Segregation and the Baptist Bible Fellowship: Integration, Anti-Communism and Religious Fundamentalism, 1950 – 1970


Lavoie, The Reverend Jeffrey D.


LL.D, History Ph.D Programme Exeter University

This research monograph is an historical study of the Baptist Bible Fellowship and its connections with segregation during the 1950s. It includes an examination of some of its key founders and their views of segregation and observes some of the crucial figures who fought for racial equality and integration within this organization. Though many of the founders of this Baptist denomination were segregationists (which could be considered racist in and of itself) some of these individuals held blatant racist views of white supremacy. What is intriguing is that many of these founders met with violent and scandalous fates . In this work the author observes the racial views of some founding members and how these institutional opinions have influenced and changed (or not) this autonomous organization over the years.

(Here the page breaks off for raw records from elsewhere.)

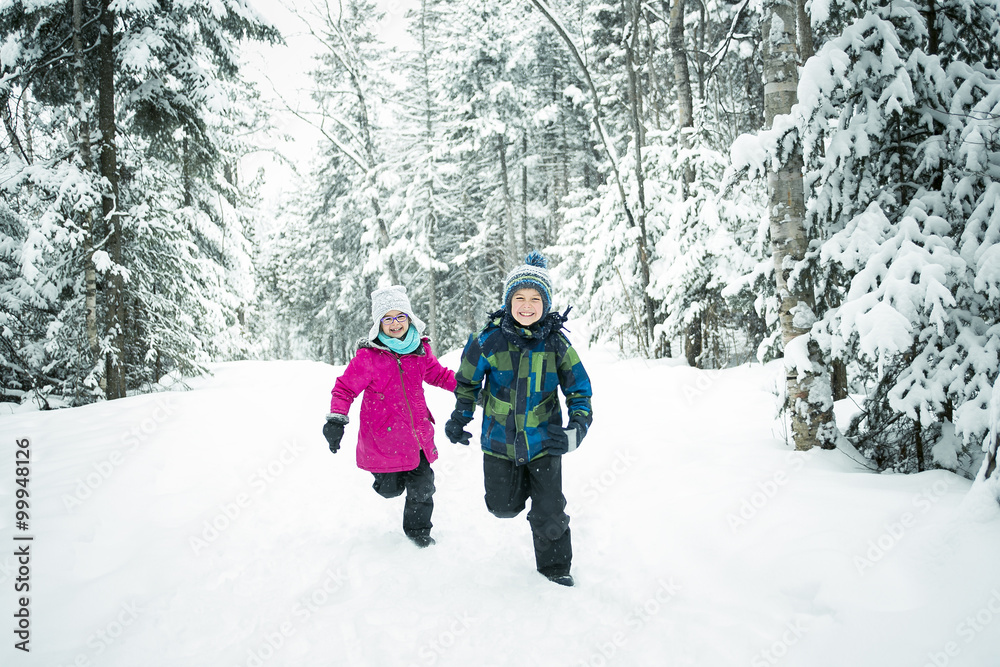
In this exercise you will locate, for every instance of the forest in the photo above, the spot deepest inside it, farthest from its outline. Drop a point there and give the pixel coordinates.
(717, 182)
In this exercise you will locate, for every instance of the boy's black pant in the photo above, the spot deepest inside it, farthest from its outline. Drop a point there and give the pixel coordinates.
(419, 486)
(508, 486)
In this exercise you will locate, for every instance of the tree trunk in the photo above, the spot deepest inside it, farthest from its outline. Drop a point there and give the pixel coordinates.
(682, 81)
(812, 420)
(639, 137)
(806, 47)
(508, 204)
(524, 194)
(86, 156)
(115, 362)
(431, 210)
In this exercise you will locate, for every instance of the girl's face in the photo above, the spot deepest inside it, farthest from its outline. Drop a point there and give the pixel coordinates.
(526, 306)
(395, 323)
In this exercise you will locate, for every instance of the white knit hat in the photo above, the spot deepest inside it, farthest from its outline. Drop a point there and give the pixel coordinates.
(533, 273)
(392, 298)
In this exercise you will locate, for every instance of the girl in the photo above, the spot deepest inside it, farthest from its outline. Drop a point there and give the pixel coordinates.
(396, 432)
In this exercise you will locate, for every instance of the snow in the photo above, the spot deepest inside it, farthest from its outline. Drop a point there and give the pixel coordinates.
(214, 528)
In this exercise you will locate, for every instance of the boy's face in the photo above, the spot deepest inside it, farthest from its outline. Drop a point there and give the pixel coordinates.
(526, 306)
(395, 323)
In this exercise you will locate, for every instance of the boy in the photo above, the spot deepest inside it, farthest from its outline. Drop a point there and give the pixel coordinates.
(522, 358)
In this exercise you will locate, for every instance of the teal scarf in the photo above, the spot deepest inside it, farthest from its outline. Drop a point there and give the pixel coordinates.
(408, 343)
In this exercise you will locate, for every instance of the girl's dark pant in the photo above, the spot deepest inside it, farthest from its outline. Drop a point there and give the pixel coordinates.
(508, 487)
(419, 486)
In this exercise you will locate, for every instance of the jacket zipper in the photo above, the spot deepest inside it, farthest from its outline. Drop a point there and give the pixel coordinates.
(406, 398)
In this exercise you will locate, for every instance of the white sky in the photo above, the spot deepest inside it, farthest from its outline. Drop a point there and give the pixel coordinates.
(282, 73)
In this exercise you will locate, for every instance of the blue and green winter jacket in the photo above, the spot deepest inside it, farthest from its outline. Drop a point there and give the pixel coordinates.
(521, 370)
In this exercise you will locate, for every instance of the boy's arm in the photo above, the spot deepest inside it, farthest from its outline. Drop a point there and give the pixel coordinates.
(469, 378)
(437, 375)
(575, 385)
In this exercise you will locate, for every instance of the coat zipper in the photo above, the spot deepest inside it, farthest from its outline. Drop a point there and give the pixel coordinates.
(406, 398)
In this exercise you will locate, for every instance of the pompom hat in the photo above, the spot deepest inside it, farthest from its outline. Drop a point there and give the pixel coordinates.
(391, 298)
(533, 273)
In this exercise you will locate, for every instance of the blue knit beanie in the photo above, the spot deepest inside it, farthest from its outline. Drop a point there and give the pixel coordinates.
(533, 273)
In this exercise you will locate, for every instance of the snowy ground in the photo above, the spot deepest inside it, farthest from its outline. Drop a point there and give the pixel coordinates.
(214, 528)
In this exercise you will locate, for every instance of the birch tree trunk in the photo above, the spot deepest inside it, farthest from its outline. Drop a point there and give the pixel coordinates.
(86, 156)
(508, 204)
(808, 393)
(431, 204)
(638, 142)
(115, 362)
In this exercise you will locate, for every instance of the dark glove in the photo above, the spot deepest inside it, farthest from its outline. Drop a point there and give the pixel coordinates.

No standard published history of the Baptist Bible Fellowship (BBF) currently exists which would makes this work an important contribution to modern American history, the history of racism in the United States, and modern religious movements in the post war world in general.

A Study on Racism within the Baptist Bible Fellowship
This section will include an introduction to this study including the author’s intentions and a basic contextual background of the 1950s introducing the cultural climate. This background includes a brief analysis of the ‘communist paranoia’ which fueled the BBF founders’ views of racial segregation and served as one of the factors behind their refusal to comply with the civil rights movement. This section will also suggest a definition for both racism and segregation and engage the question, “Are the terms ‘
segregation’ and ‘racism’ synonymous?”

II. The Founders of the BBF
This second chapter deals with the divisive issues which led to the foundation of the Baptist Bible Fellowship out of J. Frank Norris and his World Fundamental Baptist Missionary Fellowship (WFBMF). This chapter will introduce key figures and personalities associated with the early BBF. The final part of this section will reprint a ‘segregation resolution’ decided upon in a BBF meeting on 28 November 1957 at Castleberry Baptist Church in Ft. Worth, TX where this resolution was passed and agreed upon by over 1,000 churches in the BBF to support racial segregation.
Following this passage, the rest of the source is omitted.